Anelosimus amelie

Scientific classification
- Kingdom: Animalia
- Phylum: Arthropoda
- Subphylum: Chelicerata
- Class: Arachnida
- Order: Araneae
- Infraorder: Araneomorphae
- Family: Theridiidae
- Genus: Anelosimus
- Species: A. amelie
- Binomial name: Anelosimus amelie Agnarsson, Kuntner, Coddington & Blackledge 2009

= Anelosimus amelie =

- Authority: Agnarsson, Kuntner, Coddington & Blackledge 2009

Species of spider

Anelosimus amelie is a species of spider in the family Theridiidae, closely related to Anelosimus decaryi. The species is important to the understanding of the evolution of spider sociality.
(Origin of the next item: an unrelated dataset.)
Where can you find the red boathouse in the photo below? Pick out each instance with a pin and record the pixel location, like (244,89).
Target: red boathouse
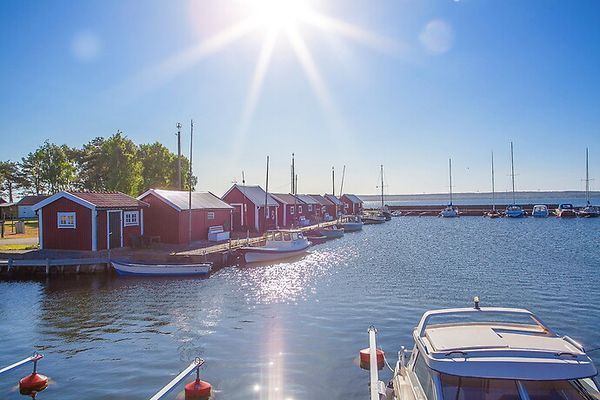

The holotype and paratype specimens were collected in Mayotte within the Comoros Islands. The spider is named for Amélie Melkorka.

== Social behavior ==
A. amelie exhibits solitary behavior, while the Anelosimus genus is widely studied as a model taxon for spider sociality, owing to the large number of social and subsocial species in the genus. Unlike the rest of the genus, the lineage including A. amelie, A. decaryi, and A. pacificus all exhibit solitary behavior, although this is not universal among the other Anelosimus spiders of Madagascar and the Comoros Islands. This is suggestive that the solitary behavior in the lineage occurred before the radiation to the islands.